Namun pada saat itu, iring-iringan kendaraan hitam melintas di dekat konvoi Institut Trinity. Liang Ce hendak mengatakan sesuatu ketika dia melihat Ren Xiaosu menatap tajam ke arah konvoi yang lewat.

Konvoi kendaraan hitam itu melaju ke arah timur dengan kecepatan sangat tinggi. Sepertinya mereka sedang melarikan diri.

Ren Xiaosu memilih untuk menuju ke barat karena di situlah Konsorsium Wang berada. Namun, orang lain mungkin tidak memilih untuk melarikan diri ke arah itu. Jika mereka berasal dari Konsorsium Kong, melarikan diri ke timur akan menjadi prioritas utama, karena ada benteng Konsorsium Kong lainnya yang berjarak 120 kilometer ke timur.

Ren Xiaosu memecah keheningan dengan berkata kepada Yang Xiaojin, “Jangan memperlambat langkah kalian. Aku akan pergi sebentar.”

Yang Xiaojin bertanya sambil berpikir, “Kong Erdong?”

“Benar, itu plat nomornya.

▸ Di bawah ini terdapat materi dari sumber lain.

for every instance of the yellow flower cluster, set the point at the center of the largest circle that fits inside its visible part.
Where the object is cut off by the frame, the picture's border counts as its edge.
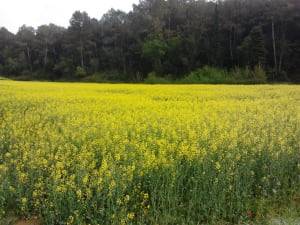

Kurasa dia tidak berniat untuk jatuh bersama Benteng 31. Dia sudah melarikan diri!” Dengan itu, Ren Xiaosu membuka pintu dan melompat keluar dari kendaraan. Dia kemudian berlari menuju konvoi Kong Erdong.

Di dalam kendaraan-kendaraan di bagian belakang konvoi Institut Trinity, semua orang menatap Ren Xiaosu yang baru saja melewati mereka dalam diam.

Liang Ce terdiam. Bukankah dia baru saja mengatakan bahwa dia hanyalah seorang ahli bedah jantung biasa?!